Assigning a grade to Santa Barbara County is a difficult prospect, as efforts toward reducing its residents’ impact upon the land involves examining the likes of college students in Isla Vista, affluent families in Montecito, and ranchers in North County. However, the county has made notable progress to ease the burden it and its residents place on the land on which they live.

Simply put, the California Integrated Waste Management Board estimates that-based on data from 2004, the most recent available-Santa Barbara County diverts 63 percent of its waste away from landfills and into recycling programs. That’s not bad, especially considering the minimum 50 percent demanded by the State of California and the statewide average of 48 percent. Part of this success would be a program mandating recycling from commercial operations in unincorporated areas of the county. However, as even the county’s official Web site for recycling programs admits, more can be done.
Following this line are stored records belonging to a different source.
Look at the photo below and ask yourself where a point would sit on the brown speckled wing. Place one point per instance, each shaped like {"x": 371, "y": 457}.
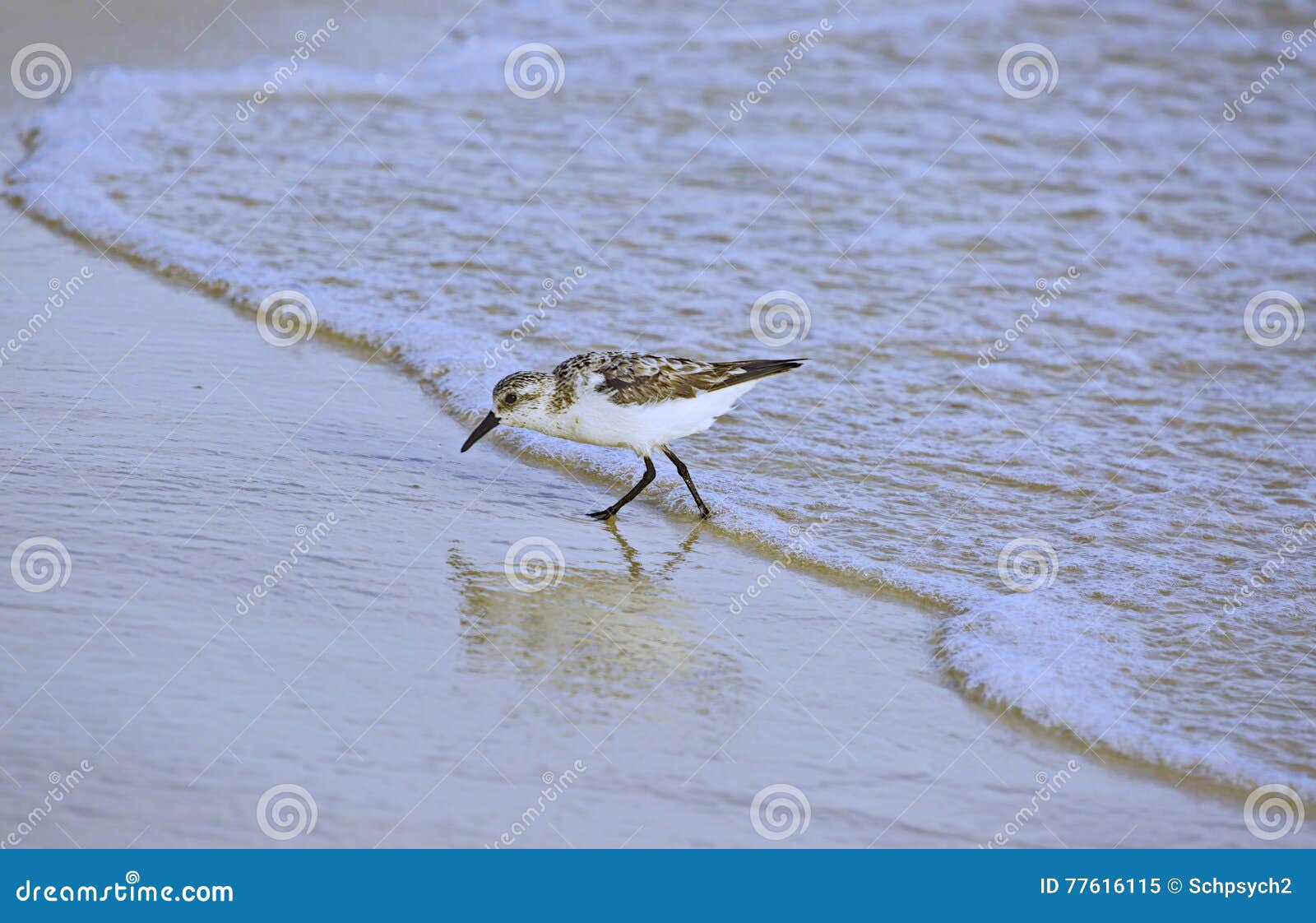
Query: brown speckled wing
{"x": 636, "y": 378}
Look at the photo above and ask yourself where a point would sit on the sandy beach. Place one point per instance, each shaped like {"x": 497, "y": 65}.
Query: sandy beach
{"x": 271, "y": 580}
{"x": 395, "y": 673}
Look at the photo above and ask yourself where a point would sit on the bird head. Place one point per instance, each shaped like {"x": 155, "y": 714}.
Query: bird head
{"x": 521, "y": 399}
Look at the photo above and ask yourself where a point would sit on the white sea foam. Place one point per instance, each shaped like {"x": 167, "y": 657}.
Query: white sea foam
{"x": 1099, "y": 432}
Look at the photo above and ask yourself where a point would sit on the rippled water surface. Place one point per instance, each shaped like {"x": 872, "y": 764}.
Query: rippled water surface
{"x": 1033, "y": 401}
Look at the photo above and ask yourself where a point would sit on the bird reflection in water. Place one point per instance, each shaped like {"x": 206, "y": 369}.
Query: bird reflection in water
{"x": 618, "y": 628}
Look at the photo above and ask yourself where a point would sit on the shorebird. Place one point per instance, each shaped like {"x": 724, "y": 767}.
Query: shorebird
{"x": 627, "y": 401}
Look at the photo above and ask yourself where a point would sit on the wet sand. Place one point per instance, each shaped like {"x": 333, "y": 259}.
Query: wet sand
{"x": 394, "y": 670}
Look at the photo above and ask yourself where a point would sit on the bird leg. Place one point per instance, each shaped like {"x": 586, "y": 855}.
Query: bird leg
{"x": 704, "y": 513}
{"x": 631, "y": 494}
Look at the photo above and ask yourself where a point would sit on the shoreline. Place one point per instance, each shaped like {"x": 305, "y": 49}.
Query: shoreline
{"x": 914, "y": 726}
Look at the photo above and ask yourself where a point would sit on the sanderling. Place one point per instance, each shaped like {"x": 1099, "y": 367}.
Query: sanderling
{"x": 627, "y": 401}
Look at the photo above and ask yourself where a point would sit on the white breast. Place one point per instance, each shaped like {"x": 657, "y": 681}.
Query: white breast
{"x": 642, "y": 428}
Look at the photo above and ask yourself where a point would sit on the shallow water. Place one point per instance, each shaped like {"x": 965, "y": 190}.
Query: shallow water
{"x": 1127, "y": 448}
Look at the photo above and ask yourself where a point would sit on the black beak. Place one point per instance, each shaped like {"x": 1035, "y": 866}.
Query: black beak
{"x": 478, "y": 434}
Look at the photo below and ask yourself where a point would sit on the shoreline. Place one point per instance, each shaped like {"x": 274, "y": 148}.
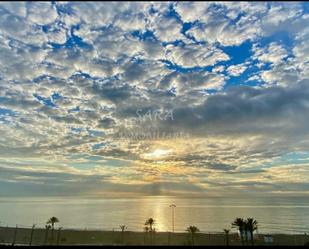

Perhaps one of the more innovative strategies the county is looking into to reduce its carbon footprint would be the cultivation of jatropha plants-a species grown in India for its high oil content-which alternative energy enthusiasts propose as a prime source of biodiesel. Though a crop of jatropha grown this past year at county landfills was largely damaged by frosts, a hardier stock could prove to be the key to powering public vehicles with a clean, biologically derived fuel-and ideally, at a higher biodiesel-to-fossil-fuel ratio. Count this plan among other free-thinking ones such as employing a falconer to rid Tajiguas Landfill of its excess seagull problem.

County Architect Robert Ooley explained the county’s take on increasing sustainability as a process of implementing the imminently feasible measures first, and then working in gradually more expensive undertakings. For example, a campaign to swap workplace lighting for bulbs that utilize less power and generate the same amount of luminosity betters county efficiency with simple technological substitutions. However, more grand plans-such as the near-$150,000 construction of new buildings to utilize geothermal energy-require more extensive evaluation. More long-range plans, Ooley explained, would seek to identify the volume of carbon dioxide emitted by all county buildings-tool sheds to communications buildings to jailhouses, he said-and then assign energy budgets to these operations.

One of the biggest battlegrounds for the issue of countywide sustainability will almost certainly be the proposed urban village between Los Alamos and Orcutt. The future of this project could easily drop the county’s grade if the environmentalists decrying the village as an expansion of suburban sprawl turn out to be correct. Project proponents, however, claim the village is designed to be self-sustaining and can be designed from the ground up as an example of a balanced, ideal community. The reality of the planned community remains to be seen.